As her sweetheart Bob Hughes took part in one of the most daring raids of World War II, Joan Emery Coles was unaware of the dangers he faced.
Living in London with her mother and sister, Joan's only hint about what was going on across the channel that day in June 1944 was the amount of planes in the sky.
"We heard something about it on the radio, but it didn't mean much to me at the time," she said.
"We just didn't understand what was going on."
Joan, was just 20 years old when the Normandy landings took place.
The hundreds of aircraft which flew over the city that day told her that something big was going on but she had no idea that her then boyfriend was going to be caught up in one of the bloodiest battles of the war.
"There was so much going on that we didn't know about," said Joan who moved to Machen near Caerphilly, south Wales after getting married to Bob, from nearby Trethomas.
"When we heard that D-Day was happening, I just didn't think a lot about it.
Every single thing sent from Robert was kept by Joan
"It was just another day for us. I couldn't exactly pin point what happened that day. It probably affected my mother more but my sister and I just didn't realise."
But for Bob, the situation was very different. He had already taken part in battles in Sicily and Africa.
"I'd been in Africa and Sicily and when they called me home from Sicily, there was no blaze of glory," he recalls.
"There were about 4,000 of us sent to Cambridge and we weren't allowed to speak to anyone about what we were doing there.
"All we had to do was eat and sleep and wait. We didn't know what was going on because no-one told us, but we knew something was about to happen.
"And when it did, it was horrible. Its something you never get used to."
Joan met Bob in Devon where she had been sent as an evacuee at the age of 16 with her sister.
He was stationed nearby at the beginning of the war and the pair became close friends.
"I was 16 when I met him and I waited seven years for him," said Joan.
"We only knew each other for six months or so before he was sent off and suddenly he was a D-Day veteran."
After he was posted abroad, Joan returned to London following the death of her father and began to correspond with the young soldier who was in the 50th Northumbrian Infantry Division.
The air grams took six weeks to arrive and Joan treasured every item, building up a vivid portfolio of his war experiences.
"He wasn't able to tell me where he was exactly because they weren't allowed to reveal that," she said.
"But I always knew where he was because every so often he would send me money from the country he was in as a clue."

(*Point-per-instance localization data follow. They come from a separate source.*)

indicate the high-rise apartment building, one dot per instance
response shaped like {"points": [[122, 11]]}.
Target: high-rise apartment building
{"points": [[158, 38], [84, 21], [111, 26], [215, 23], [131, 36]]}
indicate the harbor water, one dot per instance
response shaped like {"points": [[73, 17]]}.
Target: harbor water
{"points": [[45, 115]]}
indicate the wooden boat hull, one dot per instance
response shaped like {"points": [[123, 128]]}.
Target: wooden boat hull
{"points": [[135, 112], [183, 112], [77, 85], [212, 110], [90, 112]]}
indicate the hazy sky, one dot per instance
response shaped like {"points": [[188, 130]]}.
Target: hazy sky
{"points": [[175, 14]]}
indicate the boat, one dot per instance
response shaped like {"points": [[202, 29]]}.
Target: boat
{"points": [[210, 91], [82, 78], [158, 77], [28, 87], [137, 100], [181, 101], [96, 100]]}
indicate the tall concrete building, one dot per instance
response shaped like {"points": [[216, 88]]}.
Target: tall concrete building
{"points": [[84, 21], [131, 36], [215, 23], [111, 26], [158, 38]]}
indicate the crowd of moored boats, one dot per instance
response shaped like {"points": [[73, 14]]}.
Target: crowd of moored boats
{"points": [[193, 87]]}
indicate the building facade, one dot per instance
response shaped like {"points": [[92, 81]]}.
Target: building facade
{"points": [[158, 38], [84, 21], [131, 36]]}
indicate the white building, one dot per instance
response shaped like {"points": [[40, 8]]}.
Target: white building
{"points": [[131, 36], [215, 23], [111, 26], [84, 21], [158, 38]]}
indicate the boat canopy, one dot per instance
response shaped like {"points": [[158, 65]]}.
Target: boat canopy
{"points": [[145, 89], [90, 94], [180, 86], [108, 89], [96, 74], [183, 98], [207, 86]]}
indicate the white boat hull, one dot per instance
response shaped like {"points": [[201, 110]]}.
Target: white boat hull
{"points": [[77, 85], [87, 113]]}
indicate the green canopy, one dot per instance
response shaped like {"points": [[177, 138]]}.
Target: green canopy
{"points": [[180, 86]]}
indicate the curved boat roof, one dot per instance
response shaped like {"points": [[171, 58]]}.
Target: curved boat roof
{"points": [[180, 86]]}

He sent German propaganda leaflets dropped over British soldiers in an attempt to get them to lay down their weapons as well as photographs, foreign money and even a Nazi flag which he took from a German tank in Africa.
"I didn't realise she was going to keep it all," said Bob who took part some of the major battles of the war including the Normandy D-Day landings and the 1st and 2nd battles of El Alamein in Africa.
"A lot of it was rubbish, things that we thought were worthless. But I used to send them home just for Joan to see.
"I was amazed when I realised that she had kept everything.
"She even kept the telegrams that I sent her the day of we were supposed to have been getting married," he said.
Bob explained that he waited a long time before proposing to Joan because he did not know if he was going to make it home.
But when he did propose, wedding plans were cancelled three times because of the war until they finally they set a date for 13 October 1945.
Because of rations, Joan had to borrow her wedding outfit and struggled to get the sugar for a cake.
But even on the morning of their wedding day, there were doubts that Bob was going to get home in time and she received telegrams from him warning her about the delays.
"I spent four days travelling on a train in my uniform to get home," said Bob.
"Finally we arrived at Calais on the Friday and there was hundreds of others trying to get home, but there was a mist and they wouldn't sail because there was mines in the sea.
"The next day it was still misty so I thought I was going to miss another wedding but thankfully we did sail and I got back to London at midday - an hour before the wedding.
"So I made it but only just in time and I didn't even have a chance to change my uniform," he laughed.
The book of mementos sent to Joan from Bob has been inspected by experts from the Imperial War Museum among others.
They were asked to donate the book to the museums, but decided it holds too many memories to give away.
"Even though it was a struggle during those times, they are my clearest memories," said Joan.
"There were always the sounds of aircraft and bombs and even our house was destroyed after a bomb landed nearby.
"We had to try and save as much stuff as we could from the house before it burned down and then went to stay in my mother's brother's house.
"But it was just a case of getting on with things and we did have fun.
"The letters are so precious that we feel we want those memories to stay in our family."